One of the few things left in the basement when we bought the farm was a stack of glass, some still with thin sheets of paper between the lites. So I have plenty of glass even if I made a mistake and cut one too short.
Instead of using glazing, as I usually would, I decided to use caulk. The window is so high no one would see it and it’s quicker and easier to use. First I put a bead of caulk on the lip of the pane, put in the glass and a few glazing points (the little pieces of metal that help hold the glass in) then a thicker bead of caulk.
While I waited for it to dry, I cleaned and fixed a few panes of glass on the window on the bottom floor of the barn that the pigeons also flew through.
Next came the paint. When it was dry, I screwed the window back in the barn. After that I stapled a piece of hardware cloth over the window on the inside of the barn. This way the pigeons couldn’t push the lites of glass out if they tried to fly out of the barn.
But it wasn’t until had lowered the ladder through the hole and put it away, that I worried that the pigeons might try to fly into the barn not realizing there was glass and hardware cloth to stop them.
So I went back up into the loft, pulling the ladder past the fledgling pigeons once again, and put pieces of duct tape on the hardware cloth hoping they would see it as a deterrent.
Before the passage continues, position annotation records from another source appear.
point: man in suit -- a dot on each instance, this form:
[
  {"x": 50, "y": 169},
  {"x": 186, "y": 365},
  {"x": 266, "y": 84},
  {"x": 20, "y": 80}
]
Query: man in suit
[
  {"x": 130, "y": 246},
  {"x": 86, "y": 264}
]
Ideally, I would have liked to put the tape on the glass as I did on the lower windows, but I don’t have a ladder tall enough to reach the window from the outside of the barn. Also, it was getting dark and I had been working at this for most of the day. I just didn’t have it in me to remove the hardware cloth and put it back again.
Even with the windows blocked off, there are other ways for the pigeons to get in and out of the barn. But they are not hanging around the way they had been. I’m sure they are confused and uncertain if our barn is still a good place for them to raise their young.
This morning as a few pigeons pecked around the barnyard, Zip was on to them. He slipped under the fence and got as far as peeking into the pole barn. He retreated after seeing the barn was full of sheep and donkeys.
I never expected so much turmoil when we brought Zip to the farm. Somehow I didn’t associate the pigeons with not having an active barn cat. But now I can see how Minnie and Flo kept pigeons from nesting in the barn all these years.
Zip is already earning his keep. I loved having the pigeons here this summer. Watching them grow up and learning all about them. But I can see if they continue to nest in the barn, there will be to many of them.
I have a feeling the pigeons will not be here for much longer.